According to DPW’s interpretation of Section 201.3, advanced in this appeal, that Section does not authorize assistance to a person who has failed to comply with the interview requirements before the expiration of the interview period set by Section 125.84(c). DPW interprets 201.3 to mean that assistance may be authorized for a person who has given the information required, by interview or otherwise, but whose information has not yet been verified. Under that interpretation, Section 201.3 is not a basis for authorizing assistance to a person who has failed to provide required information, as is the case with appellant Tinsley.

It is well settled that an agency’s interpretation of its own regulation is entitled to great weight. State Dental Council and Examining Board v. Pollock, 457 Pa. 264, 318 A.2d 910 (1974); Orner v. Department of Public Welfare, 44 Pa. Commonwealth Ct. 635, 404 A.2d 452 (1979). Upon that legal principle we must conclude that the hearing examiner misinterpreted 55 Pa. Code §201.3 in authorizing assistance in this case.

This case is not one in which the welfare agency had been given reasonable notice of a communication problem with the applicant. In this case the hospital, the attorney-in-fact, failed to give the full initial diagnosis of the applicant, which would have timely alerted the agency of the problem; and the hospital failed to provide the discharge summary which also would have signaled the problem prior to the expiration of the interview period.

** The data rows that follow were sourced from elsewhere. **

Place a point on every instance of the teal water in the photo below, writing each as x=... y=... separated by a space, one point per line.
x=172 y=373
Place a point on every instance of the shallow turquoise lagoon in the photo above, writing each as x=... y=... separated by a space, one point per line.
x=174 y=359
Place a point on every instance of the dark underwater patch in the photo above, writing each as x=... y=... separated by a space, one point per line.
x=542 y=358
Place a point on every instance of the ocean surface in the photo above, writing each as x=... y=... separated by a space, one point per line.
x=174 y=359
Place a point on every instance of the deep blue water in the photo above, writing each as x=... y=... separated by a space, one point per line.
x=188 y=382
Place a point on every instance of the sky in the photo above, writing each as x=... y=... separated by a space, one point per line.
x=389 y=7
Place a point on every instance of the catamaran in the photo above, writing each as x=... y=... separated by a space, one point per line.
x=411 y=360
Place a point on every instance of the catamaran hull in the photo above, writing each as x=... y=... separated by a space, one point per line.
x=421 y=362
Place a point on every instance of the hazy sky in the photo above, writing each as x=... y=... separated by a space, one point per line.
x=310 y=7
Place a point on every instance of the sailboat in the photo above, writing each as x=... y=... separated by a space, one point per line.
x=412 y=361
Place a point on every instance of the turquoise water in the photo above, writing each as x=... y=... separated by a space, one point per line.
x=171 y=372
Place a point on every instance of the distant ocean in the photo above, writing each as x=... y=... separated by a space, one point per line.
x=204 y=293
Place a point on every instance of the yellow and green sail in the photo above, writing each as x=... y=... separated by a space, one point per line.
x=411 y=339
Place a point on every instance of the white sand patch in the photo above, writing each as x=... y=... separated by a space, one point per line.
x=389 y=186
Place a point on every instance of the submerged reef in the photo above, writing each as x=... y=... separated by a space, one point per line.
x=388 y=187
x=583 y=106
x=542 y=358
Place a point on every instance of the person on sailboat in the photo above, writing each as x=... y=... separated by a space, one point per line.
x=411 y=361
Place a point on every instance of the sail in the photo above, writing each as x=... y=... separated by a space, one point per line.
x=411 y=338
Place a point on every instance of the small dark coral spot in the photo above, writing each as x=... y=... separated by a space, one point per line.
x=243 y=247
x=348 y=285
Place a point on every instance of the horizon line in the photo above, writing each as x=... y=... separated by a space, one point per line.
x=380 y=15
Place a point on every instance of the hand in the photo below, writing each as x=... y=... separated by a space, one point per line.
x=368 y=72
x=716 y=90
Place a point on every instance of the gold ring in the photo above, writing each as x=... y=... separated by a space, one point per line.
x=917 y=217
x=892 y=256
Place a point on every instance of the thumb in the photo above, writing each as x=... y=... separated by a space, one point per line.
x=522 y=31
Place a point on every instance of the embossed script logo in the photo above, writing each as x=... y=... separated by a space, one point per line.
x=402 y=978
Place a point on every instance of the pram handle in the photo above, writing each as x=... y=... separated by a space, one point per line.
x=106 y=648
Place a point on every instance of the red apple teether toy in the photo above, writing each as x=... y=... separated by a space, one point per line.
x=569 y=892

Our scope of review in cases of this nature is limited to a determination of whether the adjudication was in accordance with law, whether constitutional rights were violated and whether all necessary findings of fact were supported by substantial evidence. *614E.g., Orner, supra. Honoring that scope of review, we affirm the order of DPW in this case.

Order

And Now, the 20th day of November, 1980, the order of the Department of Welfare in the above matter, dated April 23,1979, is affirmed.

According to the OAO the basis of ineligibility was Section 201.1. The Hearing and Appeals Unit took the position that the proper basis was Section 125.84(c).